Native Americans used tea made from elderberry flowers to treat respiratory infections. They also used the leaves and flowers in poultices applied to wounds, and the bark, suitably aged, as a laxative. The berries are frequently made into beverages, pies, and preserves, but they have also been used to treat arthritis.
What Is Elderberry Used for Today?
A product containing elderberry, as well as small amounts of echinacea and bee propolis, has been widely marketed as a cold and flu remedy. Weak evidence suggests that this mixture may stimulate the immune system and also inhibit viral growth.1 In a preliminary double-blind study, this mixture was found to reduce symptoms and speed recovery from influenza A, the type of influenza for which flu shots are given.5 A few of the participants in this study had influenza B (a milder form of influenza), and the elderberry mixture appeared to be helpful for them as well. Another preliminary double-blind study evaluated people with influenza B, and also found benefit.2
Based on promising results in an uncontrolled study, researchers performed a small double-blind, placebo-controlled study on the potential benefits of elderberry for improving cholesterol levels.6 Unfortunately, at the dose used, no benefits were evident.
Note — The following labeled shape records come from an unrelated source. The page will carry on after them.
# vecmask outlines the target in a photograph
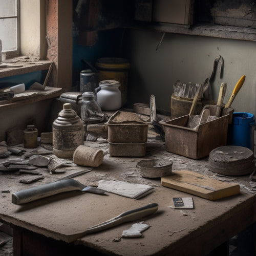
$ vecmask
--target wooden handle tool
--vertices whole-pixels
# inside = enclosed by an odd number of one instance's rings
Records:
[[[244,75],[242,76],[241,78],[239,80],[238,82],[236,84],[234,87],[234,90],[233,90],[233,92],[232,93],[232,95],[231,95],[228,102],[225,105],[225,108],[230,108],[232,102],[234,100],[234,98],[237,96],[237,94],[239,92],[239,90],[241,89],[242,86],[243,84],[244,80],[245,80],[245,76]]]
[[[198,99],[202,95],[202,90],[203,90],[203,84],[201,84],[197,89],[197,93],[196,94],[195,98],[194,98],[193,100],[193,102],[192,102],[192,105],[191,105],[191,108],[189,111],[189,117],[191,116],[193,116],[195,112],[196,111],[197,101],[198,100]]]

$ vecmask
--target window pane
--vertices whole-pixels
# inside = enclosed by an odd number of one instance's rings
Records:
[[[0,17],[17,16],[17,0],[0,0]]]
[[[3,52],[17,50],[17,34],[16,18],[0,19],[0,39]]]

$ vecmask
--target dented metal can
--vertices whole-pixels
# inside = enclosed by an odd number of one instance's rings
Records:
[[[52,130],[54,155],[60,158],[72,158],[76,148],[83,144],[84,125],[71,103],[63,105]]]

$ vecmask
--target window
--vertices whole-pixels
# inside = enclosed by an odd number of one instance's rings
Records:
[[[0,39],[2,52],[18,54],[19,41],[19,0],[0,1]]]

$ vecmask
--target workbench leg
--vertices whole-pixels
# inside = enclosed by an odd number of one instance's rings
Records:
[[[13,256],[22,256],[22,232],[13,228]]]
[[[86,246],[68,244],[26,229],[13,228],[14,256],[84,256],[105,255]]]
[[[206,256],[228,256],[228,242],[225,242],[212,250]]]

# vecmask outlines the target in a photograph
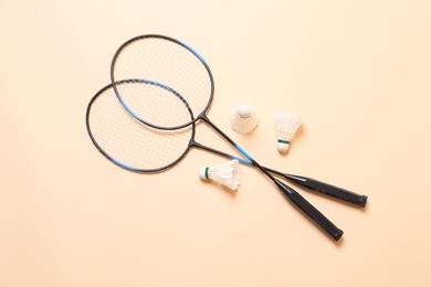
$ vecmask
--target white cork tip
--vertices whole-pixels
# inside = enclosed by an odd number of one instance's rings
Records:
[[[201,180],[206,180],[207,179],[207,168],[200,168],[198,174],[199,174],[199,178]]]
[[[252,107],[249,106],[249,105],[240,105],[239,108],[238,108],[238,114],[242,118],[250,117],[251,111],[252,111]]]
[[[290,145],[284,142],[277,142],[277,149],[281,153],[286,153]]]

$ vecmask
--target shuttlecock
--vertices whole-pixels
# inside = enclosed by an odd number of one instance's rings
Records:
[[[280,152],[287,152],[291,140],[302,123],[303,118],[301,116],[281,111],[275,113],[277,149]]]
[[[229,121],[234,131],[244,135],[257,127],[259,117],[252,106],[239,105],[231,110]]]
[[[234,159],[222,164],[201,168],[199,169],[199,178],[210,179],[230,188],[231,190],[238,190],[241,181],[239,161]]]

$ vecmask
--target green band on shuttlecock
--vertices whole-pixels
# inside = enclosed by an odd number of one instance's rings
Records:
[[[284,139],[278,139],[278,142],[280,142],[280,144],[286,144],[286,145],[291,144],[291,141],[284,140]]]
Elderberry-flower tea is made by steeping 3 to 5 g of dried flowers in 1 cup of boiling water for 10 to 15 minutes. A typical dosage is 1 cup 3 times daily. Standardized extracts should be taken according to the directions on the product's label.
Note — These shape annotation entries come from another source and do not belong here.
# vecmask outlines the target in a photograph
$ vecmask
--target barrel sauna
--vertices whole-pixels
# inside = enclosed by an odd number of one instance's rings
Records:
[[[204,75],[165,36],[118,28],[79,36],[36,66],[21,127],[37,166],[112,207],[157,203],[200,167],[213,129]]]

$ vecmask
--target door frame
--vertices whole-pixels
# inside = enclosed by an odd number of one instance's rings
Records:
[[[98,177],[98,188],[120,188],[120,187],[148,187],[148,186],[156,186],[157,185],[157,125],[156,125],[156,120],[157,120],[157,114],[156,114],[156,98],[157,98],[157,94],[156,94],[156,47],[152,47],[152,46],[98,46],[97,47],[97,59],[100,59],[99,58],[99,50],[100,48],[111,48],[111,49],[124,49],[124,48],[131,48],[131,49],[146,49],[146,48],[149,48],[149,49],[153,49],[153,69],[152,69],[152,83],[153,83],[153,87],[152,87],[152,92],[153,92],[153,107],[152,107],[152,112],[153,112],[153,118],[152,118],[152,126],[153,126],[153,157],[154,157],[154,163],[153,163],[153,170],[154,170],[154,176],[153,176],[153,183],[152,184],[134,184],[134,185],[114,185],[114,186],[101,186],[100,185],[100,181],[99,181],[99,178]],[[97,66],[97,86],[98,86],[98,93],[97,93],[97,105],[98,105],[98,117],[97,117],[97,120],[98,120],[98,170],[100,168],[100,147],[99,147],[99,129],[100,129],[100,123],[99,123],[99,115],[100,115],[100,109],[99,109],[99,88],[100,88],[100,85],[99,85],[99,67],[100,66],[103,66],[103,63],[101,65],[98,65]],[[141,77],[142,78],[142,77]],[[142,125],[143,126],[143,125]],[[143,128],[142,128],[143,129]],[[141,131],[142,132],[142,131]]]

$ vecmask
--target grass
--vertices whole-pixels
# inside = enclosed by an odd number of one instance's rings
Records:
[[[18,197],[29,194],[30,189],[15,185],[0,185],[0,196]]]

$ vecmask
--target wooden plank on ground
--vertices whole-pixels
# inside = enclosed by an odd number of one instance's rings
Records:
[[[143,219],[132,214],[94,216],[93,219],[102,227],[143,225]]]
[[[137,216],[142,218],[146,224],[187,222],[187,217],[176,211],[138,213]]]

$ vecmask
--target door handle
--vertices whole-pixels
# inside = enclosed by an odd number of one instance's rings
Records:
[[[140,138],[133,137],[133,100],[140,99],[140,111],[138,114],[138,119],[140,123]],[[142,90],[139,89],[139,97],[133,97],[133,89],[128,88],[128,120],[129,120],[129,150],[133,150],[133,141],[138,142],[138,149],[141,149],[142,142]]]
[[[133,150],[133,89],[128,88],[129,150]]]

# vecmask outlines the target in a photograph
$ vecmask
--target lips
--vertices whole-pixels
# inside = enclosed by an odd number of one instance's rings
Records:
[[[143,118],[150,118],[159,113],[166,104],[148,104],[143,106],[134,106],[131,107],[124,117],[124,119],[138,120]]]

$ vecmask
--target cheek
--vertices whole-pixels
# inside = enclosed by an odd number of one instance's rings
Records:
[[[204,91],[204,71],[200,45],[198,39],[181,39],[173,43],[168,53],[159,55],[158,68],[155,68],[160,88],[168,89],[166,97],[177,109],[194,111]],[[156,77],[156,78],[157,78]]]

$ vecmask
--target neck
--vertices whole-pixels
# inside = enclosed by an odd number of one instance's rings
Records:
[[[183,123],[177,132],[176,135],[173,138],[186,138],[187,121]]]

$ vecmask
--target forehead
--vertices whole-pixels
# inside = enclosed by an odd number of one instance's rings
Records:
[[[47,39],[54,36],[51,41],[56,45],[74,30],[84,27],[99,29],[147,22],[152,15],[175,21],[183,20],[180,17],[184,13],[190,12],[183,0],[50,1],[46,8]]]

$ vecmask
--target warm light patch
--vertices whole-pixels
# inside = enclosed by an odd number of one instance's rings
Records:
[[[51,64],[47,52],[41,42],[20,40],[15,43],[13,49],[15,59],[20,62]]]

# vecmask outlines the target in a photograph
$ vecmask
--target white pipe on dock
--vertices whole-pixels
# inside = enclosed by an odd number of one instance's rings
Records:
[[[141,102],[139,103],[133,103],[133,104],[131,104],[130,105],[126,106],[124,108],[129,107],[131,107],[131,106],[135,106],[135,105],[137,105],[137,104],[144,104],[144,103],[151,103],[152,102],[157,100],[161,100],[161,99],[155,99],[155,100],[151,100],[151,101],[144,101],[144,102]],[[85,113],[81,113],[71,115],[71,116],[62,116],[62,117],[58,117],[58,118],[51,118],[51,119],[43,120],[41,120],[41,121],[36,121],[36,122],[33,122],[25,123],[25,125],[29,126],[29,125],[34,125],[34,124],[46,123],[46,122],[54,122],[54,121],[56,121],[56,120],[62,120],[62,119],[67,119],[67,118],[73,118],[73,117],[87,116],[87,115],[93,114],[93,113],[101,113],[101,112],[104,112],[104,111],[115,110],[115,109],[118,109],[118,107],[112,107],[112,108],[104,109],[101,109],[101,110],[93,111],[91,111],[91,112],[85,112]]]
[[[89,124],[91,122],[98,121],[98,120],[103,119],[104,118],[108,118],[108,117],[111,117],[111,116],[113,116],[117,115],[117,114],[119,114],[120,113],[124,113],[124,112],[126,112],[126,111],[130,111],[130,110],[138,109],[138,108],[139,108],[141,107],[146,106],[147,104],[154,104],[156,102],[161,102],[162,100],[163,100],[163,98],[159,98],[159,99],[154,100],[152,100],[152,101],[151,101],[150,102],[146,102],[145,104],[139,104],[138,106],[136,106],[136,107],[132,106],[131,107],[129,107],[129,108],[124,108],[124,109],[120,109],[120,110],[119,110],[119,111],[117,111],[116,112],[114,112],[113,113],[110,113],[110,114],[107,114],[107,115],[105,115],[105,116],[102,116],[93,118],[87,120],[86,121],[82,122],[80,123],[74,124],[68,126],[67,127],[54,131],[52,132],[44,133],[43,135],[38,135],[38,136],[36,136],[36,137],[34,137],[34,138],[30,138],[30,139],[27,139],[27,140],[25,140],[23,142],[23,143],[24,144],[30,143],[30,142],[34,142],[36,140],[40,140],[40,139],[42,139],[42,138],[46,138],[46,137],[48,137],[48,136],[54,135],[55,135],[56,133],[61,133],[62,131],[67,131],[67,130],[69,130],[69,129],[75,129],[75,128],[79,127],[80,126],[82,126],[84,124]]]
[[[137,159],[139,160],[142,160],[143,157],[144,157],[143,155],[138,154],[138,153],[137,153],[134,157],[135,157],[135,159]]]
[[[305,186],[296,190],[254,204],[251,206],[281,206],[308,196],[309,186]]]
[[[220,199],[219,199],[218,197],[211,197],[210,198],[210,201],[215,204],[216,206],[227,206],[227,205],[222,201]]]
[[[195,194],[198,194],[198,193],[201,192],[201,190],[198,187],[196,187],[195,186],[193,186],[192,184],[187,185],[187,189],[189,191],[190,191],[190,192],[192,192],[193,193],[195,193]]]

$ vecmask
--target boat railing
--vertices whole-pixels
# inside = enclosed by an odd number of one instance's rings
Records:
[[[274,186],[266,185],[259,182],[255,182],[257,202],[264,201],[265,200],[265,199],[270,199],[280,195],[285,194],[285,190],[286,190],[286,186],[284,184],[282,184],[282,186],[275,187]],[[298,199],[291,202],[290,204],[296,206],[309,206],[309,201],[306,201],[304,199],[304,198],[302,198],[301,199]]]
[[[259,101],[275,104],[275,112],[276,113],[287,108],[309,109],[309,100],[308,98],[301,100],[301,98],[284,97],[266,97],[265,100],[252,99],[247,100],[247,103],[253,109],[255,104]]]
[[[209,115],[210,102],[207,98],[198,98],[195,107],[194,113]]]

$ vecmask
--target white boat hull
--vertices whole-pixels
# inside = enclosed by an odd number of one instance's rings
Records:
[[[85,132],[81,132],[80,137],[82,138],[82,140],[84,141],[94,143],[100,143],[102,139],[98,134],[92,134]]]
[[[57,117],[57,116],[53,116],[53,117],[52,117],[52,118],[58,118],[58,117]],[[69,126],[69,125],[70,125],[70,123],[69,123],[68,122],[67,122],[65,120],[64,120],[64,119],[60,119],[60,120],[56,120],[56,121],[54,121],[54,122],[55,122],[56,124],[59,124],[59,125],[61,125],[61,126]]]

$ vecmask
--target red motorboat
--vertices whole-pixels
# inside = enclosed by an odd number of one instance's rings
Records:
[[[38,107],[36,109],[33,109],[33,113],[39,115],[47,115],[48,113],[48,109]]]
Elderberry flowers are generally regarded as safe. Side effects are rare and consist primarily of occasional mild gastrointestinal distress or allergic reactions. Nonetheless, safety in young children, pregnant or nursing women, or those with severe liver or kidney disease has not been established.
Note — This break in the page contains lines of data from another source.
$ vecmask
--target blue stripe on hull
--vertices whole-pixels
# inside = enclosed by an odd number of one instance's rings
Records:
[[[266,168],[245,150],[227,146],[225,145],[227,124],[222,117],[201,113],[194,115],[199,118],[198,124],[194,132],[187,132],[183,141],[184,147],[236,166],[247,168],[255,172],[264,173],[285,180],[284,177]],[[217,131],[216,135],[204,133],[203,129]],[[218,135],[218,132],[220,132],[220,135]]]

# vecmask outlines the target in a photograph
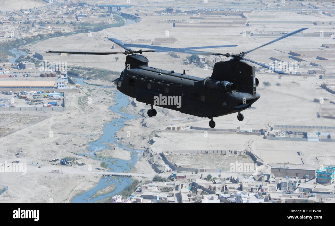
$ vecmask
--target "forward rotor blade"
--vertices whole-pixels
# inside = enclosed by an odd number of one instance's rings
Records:
[[[128,53],[126,51],[124,52],[73,52],[67,51],[49,51],[47,53],[69,53],[73,54],[90,54],[92,55],[110,55],[111,54],[116,54],[118,53],[122,53],[124,54]]]
[[[193,49],[208,49],[209,48],[219,48],[221,47],[230,47],[237,46],[237,45],[228,45],[222,46],[199,46],[195,47],[187,47],[185,48],[172,48],[171,47],[165,47],[162,46],[156,46],[149,45],[142,45],[137,44],[126,44],[116,39],[108,39],[108,40],[112,41],[114,43],[118,44],[125,50],[131,50],[130,47],[136,47],[137,48],[145,48],[154,50],[152,51],[153,52],[160,53],[161,52],[173,52],[178,53],[184,53],[193,54],[199,54],[207,56],[209,55],[215,55],[216,53],[211,52],[206,52],[201,51],[192,50]]]
[[[133,51],[134,50],[130,48],[126,48],[125,45],[127,44],[125,44],[124,43],[123,43],[121,41],[120,41],[118,39],[108,39],[110,41],[112,41],[113,43],[117,44],[118,45],[122,47],[123,49],[125,49],[126,50],[132,50]]]
[[[258,63],[258,62],[256,62],[256,61],[254,61],[252,60],[250,60],[249,59],[246,59],[246,58],[244,58],[244,57],[241,57],[241,59],[242,59],[243,60],[246,60],[246,61],[250,61],[250,62],[251,62],[252,63],[253,63],[254,64],[256,64],[259,65],[260,66],[262,66],[262,67],[264,67],[265,68],[267,68],[268,69],[270,70],[270,66],[267,66],[265,64],[261,64],[261,63]],[[274,69],[275,69],[275,68],[274,68]],[[275,70],[272,70],[273,71],[274,71],[274,72],[276,72],[276,73],[278,73],[278,74],[285,74],[285,75],[288,74],[287,73],[285,73],[285,72],[283,72],[282,71],[276,71]]]
[[[308,27],[305,27],[304,28],[301,28],[300,29],[299,29],[299,30],[297,30],[295,31],[293,31],[293,32],[291,32],[291,33],[289,33],[288,34],[285,34],[285,35],[284,35],[283,36],[282,36],[281,37],[279,37],[278,39],[276,39],[274,40],[273,41],[271,41],[271,42],[270,42],[269,43],[266,43],[266,44],[264,44],[264,45],[262,45],[262,46],[259,46],[258,47],[257,47],[257,48],[255,48],[255,49],[252,49],[252,50],[249,50],[249,51],[247,51],[246,52],[244,52],[244,54],[247,54],[249,53],[250,53],[250,52],[252,52],[252,51],[254,51],[254,50],[257,50],[258,49],[259,49],[261,47],[262,47],[263,46],[266,46],[267,45],[268,45],[269,44],[271,44],[271,43],[273,43],[274,42],[277,42],[277,41],[279,41],[279,40],[280,40],[281,39],[285,39],[285,37],[288,37],[288,36],[290,36],[290,35],[291,35],[292,34],[295,34],[296,33],[298,33],[298,32],[299,32],[302,31],[302,30],[306,30],[306,29],[308,29]]]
1. Barak V, Halperin T, Kalickman I. The effect of Sambucol, a black elderberry-based, natural product, on the production of human cytokines: I. Inflammatory cytokines. Eur Cytokine Netw. 2001;12:290–296.
2. Zakay-Rones Z, Varsano N, Zlotnik M, et al. Inhibition of several strains of influenza virus in vitro and reduction of symptoms by an elderberry extract ( Sambucus nigra L.) during an outbreak of influenza B Panama. J Altern Complement Med. 1995;1:361–369.
3. Shapira-Nahor B. The effect of Sambucol on HIV infection in vitro. Annual Israel Congress of Microbiology, February 6–7, 1995.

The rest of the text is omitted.